Obs: Sgt. B.T.P. Carey 580996 RAF PoW No: 13097 Camp: Stalag Kopernikus
W/Op/Air/Gnr: Cpl. T.S. Campion 551696 RAF PoW No: 13085 Stalag Kopernikus
REASON FOR LOSS:
Airborne 08:18hrs from Amifontaine, tasked to destroy the concrete bridge spanning the Albert Kanaal at Vroenhoven. Shot down by Flak and fighters and force landed near the bridge, 24 km SE of Hasselt, Belgium at 09:20 hrs. All crew taken PoW.
During the operation 12 Squadron lost 5 aircraft, the others:
Battle L5421 Flown by P/O. T.D.H. Davey, was hit during an attack by Fw. Sawallisch of 2./JG2 and force landed - all crew survived.
Battle L5227 Flown by 28 year old Fred Marland 514450 RAF from Oldham, Lancashire, killed with all crew.
Battle P2204 Flown by 21 year old F/O. Donald E. Garland (1) 40105 RAF from East Finchley, Middlesex, killed with all his crew.
Battle L5439 Flown by P/O. I.A. Macintosh and his crew survived.

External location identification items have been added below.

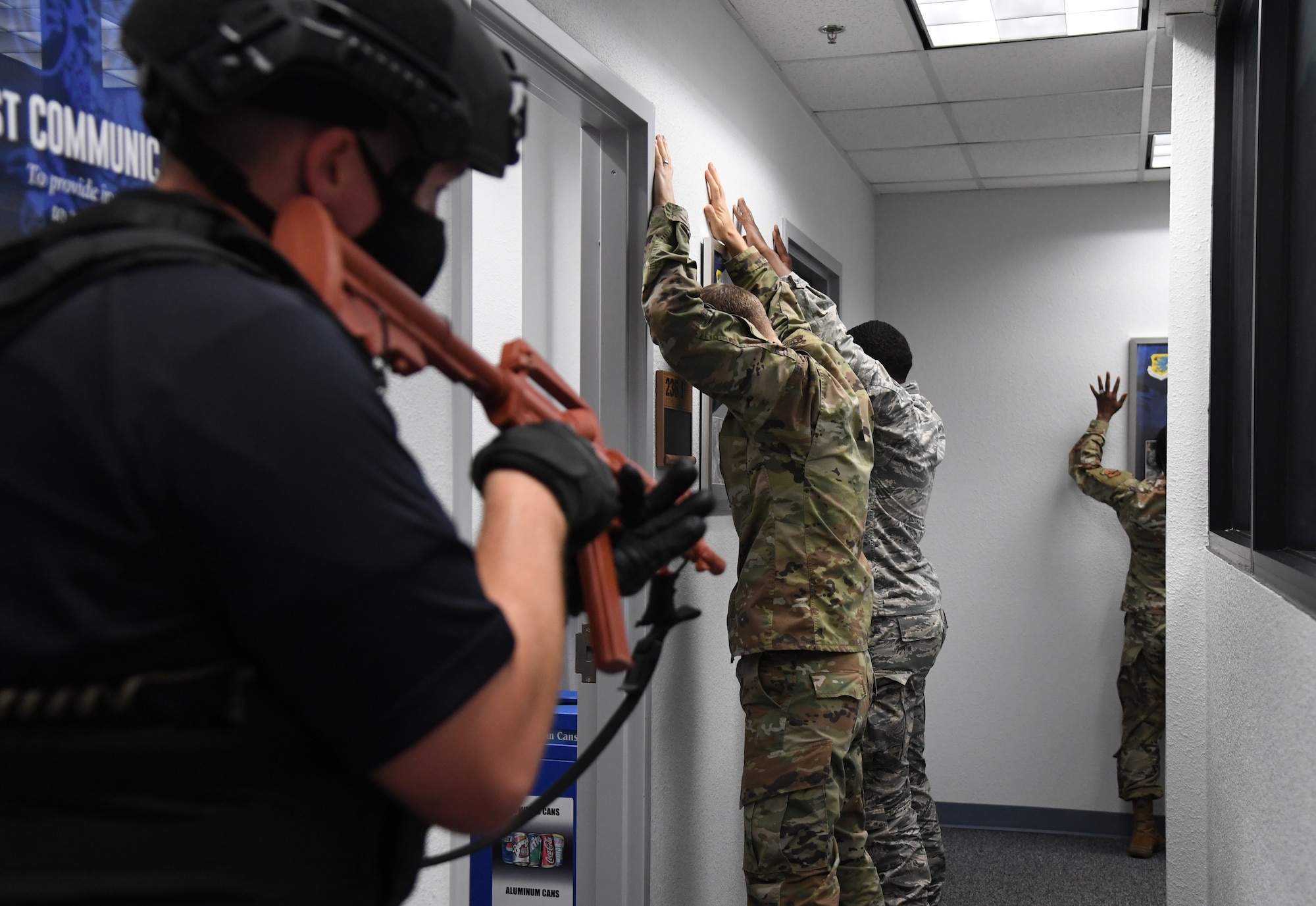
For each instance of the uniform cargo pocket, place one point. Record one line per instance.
(784, 770)
(921, 627)
(842, 684)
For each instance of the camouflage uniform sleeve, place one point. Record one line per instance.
(1106, 485)
(717, 352)
(890, 401)
(749, 270)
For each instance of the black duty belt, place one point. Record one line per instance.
(211, 695)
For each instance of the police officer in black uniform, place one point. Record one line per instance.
(244, 656)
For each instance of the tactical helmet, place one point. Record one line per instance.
(347, 63)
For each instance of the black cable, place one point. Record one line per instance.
(663, 614)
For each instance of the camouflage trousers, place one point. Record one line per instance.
(1142, 684)
(803, 788)
(901, 817)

(1) For his actions on this operation, F/O. Donald E. Garland received the highest honour - the Victoria Cross. Citation published in the London Gazette, 11th June 1940:
“Flying Officer Garland was the pilot and Sergeant Gray the observer of the leading machine of a formation of five aircraft that were ordered to destroy, at all costs, a bridge over the Albert Canal which had not been demolished by the land forces and was allowing the Germans to advance into Belgium. In spite of very heavy defence of the area surrounding the bridge, the formation made a successful dive-bombing attack from the lowest practicable altitude, after releasing their bombs they were attacked by a large number of enemy fighters. Only one aircraft of the five returned to its base. Much of the success of the operation must be attributed to the formation leader, Flying Officer Garland, and to the coolness and resource of Sergeant Gray, who navigated the leading aircraft under most difficult conditions in such a manner that the whole formation, although it subsequently suffered heavy losses, was able successfully to attack the target.”

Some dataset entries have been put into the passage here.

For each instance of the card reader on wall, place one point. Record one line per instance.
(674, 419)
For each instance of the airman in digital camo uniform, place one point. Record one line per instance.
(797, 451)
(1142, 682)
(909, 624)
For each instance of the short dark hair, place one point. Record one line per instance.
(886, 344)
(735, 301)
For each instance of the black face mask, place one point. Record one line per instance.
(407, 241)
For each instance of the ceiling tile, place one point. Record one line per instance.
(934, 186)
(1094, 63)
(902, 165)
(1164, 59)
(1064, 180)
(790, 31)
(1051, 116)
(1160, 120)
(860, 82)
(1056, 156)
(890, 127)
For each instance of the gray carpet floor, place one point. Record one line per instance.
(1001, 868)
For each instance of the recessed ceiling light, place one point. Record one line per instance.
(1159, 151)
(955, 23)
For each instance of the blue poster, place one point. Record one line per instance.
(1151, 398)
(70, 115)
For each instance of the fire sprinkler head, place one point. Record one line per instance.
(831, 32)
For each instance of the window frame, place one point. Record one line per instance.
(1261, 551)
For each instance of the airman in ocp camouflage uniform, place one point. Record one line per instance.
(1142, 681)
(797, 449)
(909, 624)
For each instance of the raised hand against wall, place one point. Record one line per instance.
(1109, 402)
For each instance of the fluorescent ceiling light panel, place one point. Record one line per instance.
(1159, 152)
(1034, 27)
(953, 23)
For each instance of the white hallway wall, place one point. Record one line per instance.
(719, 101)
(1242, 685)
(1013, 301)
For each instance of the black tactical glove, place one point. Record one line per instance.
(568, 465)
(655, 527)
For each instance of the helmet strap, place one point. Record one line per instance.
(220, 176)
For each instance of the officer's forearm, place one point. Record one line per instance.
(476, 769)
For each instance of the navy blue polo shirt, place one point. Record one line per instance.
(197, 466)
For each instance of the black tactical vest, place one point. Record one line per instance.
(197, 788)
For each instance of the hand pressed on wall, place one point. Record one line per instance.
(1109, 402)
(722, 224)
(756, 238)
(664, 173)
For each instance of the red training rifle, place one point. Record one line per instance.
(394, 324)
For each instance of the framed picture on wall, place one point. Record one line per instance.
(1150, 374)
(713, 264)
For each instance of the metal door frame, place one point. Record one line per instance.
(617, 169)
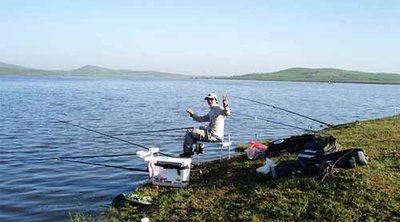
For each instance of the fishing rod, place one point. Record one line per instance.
(82, 157)
(113, 137)
(106, 165)
(285, 110)
(153, 131)
(279, 123)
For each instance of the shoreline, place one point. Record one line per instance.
(126, 76)
(231, 190)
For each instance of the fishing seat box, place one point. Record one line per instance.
(174, 172)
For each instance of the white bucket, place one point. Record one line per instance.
(174, 172)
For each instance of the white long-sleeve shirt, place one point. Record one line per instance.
(216, 119)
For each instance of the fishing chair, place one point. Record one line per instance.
(220, 144)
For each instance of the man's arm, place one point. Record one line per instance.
(197, 118)
(225, 104)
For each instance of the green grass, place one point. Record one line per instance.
(233, 191)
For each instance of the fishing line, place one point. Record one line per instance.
(285, 110)
(279, 123)
(106, 165)
(153, 131)
(113, 137)
(82, 157)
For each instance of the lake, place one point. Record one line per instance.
(48, 190)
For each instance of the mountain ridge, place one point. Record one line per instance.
(300, 74)
(91, 70)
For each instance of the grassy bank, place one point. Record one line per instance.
(233, 191)
(323, 75)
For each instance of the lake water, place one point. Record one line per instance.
(49, 190)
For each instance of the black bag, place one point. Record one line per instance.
(312, 166)
(309, 145)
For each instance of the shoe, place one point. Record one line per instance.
(186, 155)
(199, 149)
(269, 163)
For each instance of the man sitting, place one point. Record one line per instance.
(214, 132)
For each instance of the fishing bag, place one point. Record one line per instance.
(344, 159)
(305, 146)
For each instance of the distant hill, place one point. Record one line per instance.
(10, 66)
(90, 70)
(322, 75)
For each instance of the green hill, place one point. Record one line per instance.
(90, 70)
(322, 75)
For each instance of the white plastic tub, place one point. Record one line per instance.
(174, 172)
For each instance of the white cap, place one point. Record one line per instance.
(211, 96)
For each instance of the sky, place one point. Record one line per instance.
(212, 38)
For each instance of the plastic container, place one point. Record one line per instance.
(174, 172)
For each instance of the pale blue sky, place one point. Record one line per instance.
(202, 37)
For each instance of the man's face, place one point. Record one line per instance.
(211, 102)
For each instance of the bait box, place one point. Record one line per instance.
(173, 172)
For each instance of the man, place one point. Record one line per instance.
(214, 131)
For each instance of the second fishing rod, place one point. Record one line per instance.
(110, 136)
(285, 110)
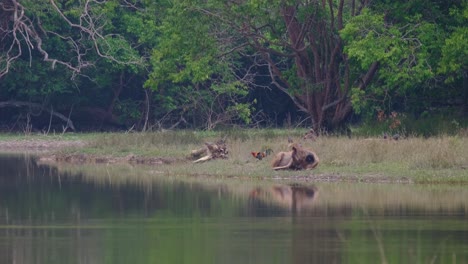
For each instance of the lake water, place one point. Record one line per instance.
(124, 214)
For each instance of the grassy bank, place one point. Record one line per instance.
(442, 159)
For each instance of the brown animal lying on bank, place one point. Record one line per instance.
(296, 159)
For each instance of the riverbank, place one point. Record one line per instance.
(407, 160)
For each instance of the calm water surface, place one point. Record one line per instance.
(110, 214)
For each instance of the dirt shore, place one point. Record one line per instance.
(37, 145)
(45, 150)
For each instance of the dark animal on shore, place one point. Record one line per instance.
(296, 159)
(262, 154)
(211, 151)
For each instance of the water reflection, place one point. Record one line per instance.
(125, 214)
(292, 198)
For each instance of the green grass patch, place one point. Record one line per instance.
(434, 159)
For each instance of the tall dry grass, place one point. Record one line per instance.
(437, 152)
(438, 158)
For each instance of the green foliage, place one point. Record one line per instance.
(455, 50)
(409, 43)
(189, 76)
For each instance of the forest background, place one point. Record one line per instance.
(376, 66)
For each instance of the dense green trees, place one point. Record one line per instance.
(140, 64)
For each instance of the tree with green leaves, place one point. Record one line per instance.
(191, 81)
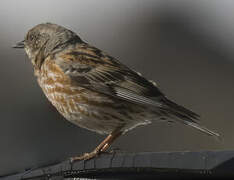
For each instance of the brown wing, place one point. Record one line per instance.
(89, 67)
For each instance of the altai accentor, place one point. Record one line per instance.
(94, 90)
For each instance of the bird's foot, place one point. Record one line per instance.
(85, 156)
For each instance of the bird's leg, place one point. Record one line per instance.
(102, 147)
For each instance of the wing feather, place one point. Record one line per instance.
(100, 72)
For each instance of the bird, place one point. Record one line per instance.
(94, 90)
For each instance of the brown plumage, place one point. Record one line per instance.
(94, 90)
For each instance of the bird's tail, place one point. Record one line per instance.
(187, 117)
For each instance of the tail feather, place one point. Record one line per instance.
(187, 117)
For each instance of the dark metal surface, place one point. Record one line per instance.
(139, 166)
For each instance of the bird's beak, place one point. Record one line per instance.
(19, 45)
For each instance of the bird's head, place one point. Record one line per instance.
(45, 39)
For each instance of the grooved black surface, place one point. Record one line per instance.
(140, 166)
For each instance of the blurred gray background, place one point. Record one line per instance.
(185, 46)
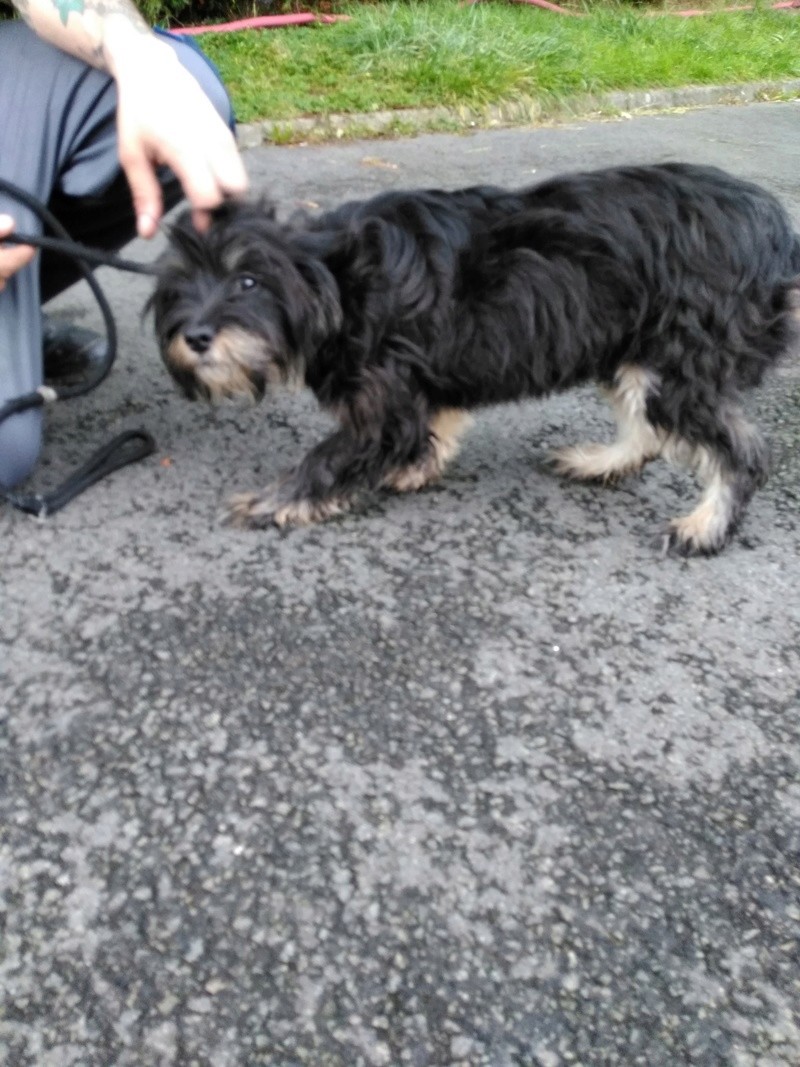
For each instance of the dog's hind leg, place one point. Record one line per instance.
(637, 440)
(730, 470)
(446, 428)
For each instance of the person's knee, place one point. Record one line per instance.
(20, 444)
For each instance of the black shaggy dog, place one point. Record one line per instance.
(672, 286)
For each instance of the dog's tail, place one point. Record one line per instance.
(796, 256)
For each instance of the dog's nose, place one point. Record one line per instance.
(198, 338)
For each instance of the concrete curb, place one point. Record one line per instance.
(523, 112)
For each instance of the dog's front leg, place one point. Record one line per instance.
(326, 480)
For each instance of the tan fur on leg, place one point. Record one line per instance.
(637, 441)
(446, 429)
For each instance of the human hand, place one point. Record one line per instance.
(13, 257)
(164, 117)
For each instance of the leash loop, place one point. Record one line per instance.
(127, 447)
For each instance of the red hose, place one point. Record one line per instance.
(689, 13)
(259, 22)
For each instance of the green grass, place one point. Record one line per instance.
(418, 54)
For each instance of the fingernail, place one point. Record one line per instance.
(145, 225)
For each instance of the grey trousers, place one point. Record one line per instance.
(58, 141)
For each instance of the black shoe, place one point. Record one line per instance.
(70, 353)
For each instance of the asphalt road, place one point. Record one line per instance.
(467, 778)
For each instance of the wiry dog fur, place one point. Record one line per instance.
(672, 286)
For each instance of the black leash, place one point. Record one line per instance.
(128, 447)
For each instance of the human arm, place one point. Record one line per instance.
(163, 115)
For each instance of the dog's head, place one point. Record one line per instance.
(242, 306)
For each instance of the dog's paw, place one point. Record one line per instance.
(269, 508)
(594, 462)
(683, 540)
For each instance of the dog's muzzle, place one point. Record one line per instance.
(213, 366)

Tragically the family of F/O. Donald E. Garland also lost 3 others sons:
27 year old, P/O. Desmond William Garland 115223 RAFVR of 50 Squadron, killed on the 05th June 1942. Piloting a Manchester I R5833 lost on a gardening operation in the Gorse region (5 other crew also killed, 1 taken PoW)
32 year old, Fl/ Lt. John Cuthbert Garland 101796 RAFVR, died of natural causes on the 28th February 1943.

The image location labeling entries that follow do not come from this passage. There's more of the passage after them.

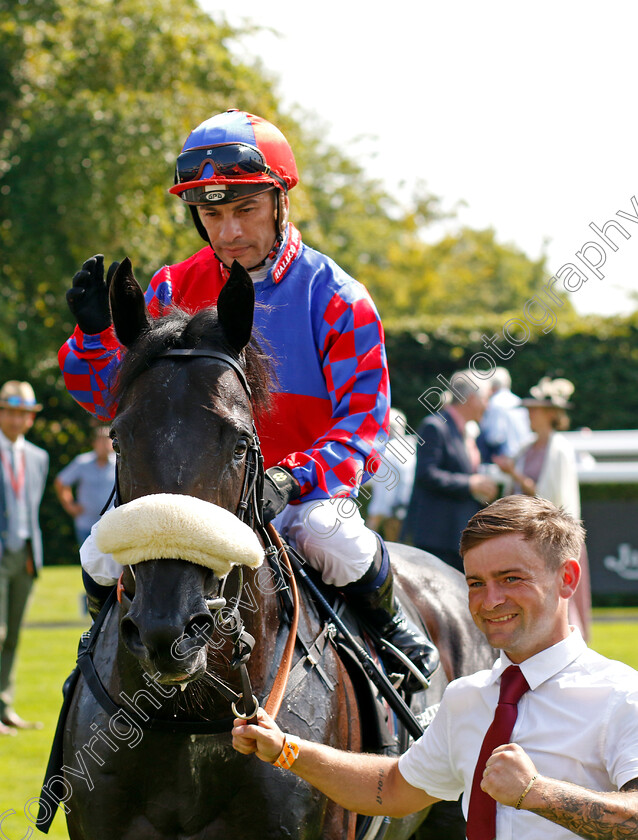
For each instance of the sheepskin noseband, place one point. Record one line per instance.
(168, 525)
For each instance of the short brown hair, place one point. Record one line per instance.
(555, 534)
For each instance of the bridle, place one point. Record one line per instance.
(249, 511)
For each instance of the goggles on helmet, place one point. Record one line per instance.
(229, 160)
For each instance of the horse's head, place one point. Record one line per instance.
(183, 430)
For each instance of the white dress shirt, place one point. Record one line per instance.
(578, 723)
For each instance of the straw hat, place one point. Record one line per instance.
(550, 393)
(18, 395)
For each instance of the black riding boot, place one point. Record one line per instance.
(373, 599)
(96, 594)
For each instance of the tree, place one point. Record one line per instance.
(96, 98)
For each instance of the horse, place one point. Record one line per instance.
(147, 750)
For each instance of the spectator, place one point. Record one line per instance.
(24, 472)
(448, 487)
(392, 487)
(92, 476)
(547, 467)
(505, 425)
(566, 765)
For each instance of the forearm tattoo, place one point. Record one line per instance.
(597, 816)
(380, 783)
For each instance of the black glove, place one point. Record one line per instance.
(88, 298)
(280, 488)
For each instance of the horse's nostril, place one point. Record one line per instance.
(199, 630)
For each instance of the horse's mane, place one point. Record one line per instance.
(181, 330)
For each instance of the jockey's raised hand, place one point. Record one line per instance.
(88, 297)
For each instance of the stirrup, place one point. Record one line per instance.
(407, 663)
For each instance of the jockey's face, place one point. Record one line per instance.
(243, 230)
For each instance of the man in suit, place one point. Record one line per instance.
(448, 488)
(24, 469)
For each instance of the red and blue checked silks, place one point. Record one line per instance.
(329, 418)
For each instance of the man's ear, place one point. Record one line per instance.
(283, 209)
(570, 577)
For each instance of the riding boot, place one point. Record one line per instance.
(96, 594)
(373, 598)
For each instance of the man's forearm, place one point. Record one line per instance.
(589, 814)
(365, 784)
(355, 781)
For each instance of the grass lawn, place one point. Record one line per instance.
(47, 655)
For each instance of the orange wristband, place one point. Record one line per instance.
(288, 754)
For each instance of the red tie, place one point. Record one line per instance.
(481, 818)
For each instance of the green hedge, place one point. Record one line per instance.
(600, 356)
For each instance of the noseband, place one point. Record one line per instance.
(249, 511)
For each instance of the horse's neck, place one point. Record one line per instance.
(125, 679)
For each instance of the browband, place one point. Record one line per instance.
(195, 352)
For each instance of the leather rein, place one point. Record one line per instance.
(244, 704)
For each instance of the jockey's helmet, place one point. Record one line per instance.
(229, 157)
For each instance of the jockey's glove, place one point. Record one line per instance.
(280, 488)
(88, 298)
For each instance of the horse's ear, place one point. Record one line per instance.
(128, 307)
(235, 307)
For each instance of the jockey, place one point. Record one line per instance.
(329, 419)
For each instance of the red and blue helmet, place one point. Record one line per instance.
(232, 155)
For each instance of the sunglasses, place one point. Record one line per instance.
(229, 160)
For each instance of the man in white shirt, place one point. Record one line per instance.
(570, 767)
(23, 473)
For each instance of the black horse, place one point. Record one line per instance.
(149, 765)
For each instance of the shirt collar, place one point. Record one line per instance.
(459, 422)
(278, 260)
(546, 664)
(7, 444)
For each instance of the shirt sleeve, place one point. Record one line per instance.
(70, 474)
(427, 763)
(89, 363)
(351, 346)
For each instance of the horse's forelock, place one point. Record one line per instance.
(180, 330)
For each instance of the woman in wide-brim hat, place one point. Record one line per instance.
(547, 467)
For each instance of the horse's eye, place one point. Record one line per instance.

36 year old, Fl/Lt. Patrick James Garland 49602 RAF of 2 Squadron, killed on 01st January 1945. Pilot of a Spitfire XIV RM803 - killed when the aircraft bounced on landing, overturned, killing the pilot.
None - crew survived as PoW.
Researched by Michel Beckers for Aircrew Remembered May 2015. Michel also kindly supplied photographs of the aircraft crash site. (additional information - webmaster)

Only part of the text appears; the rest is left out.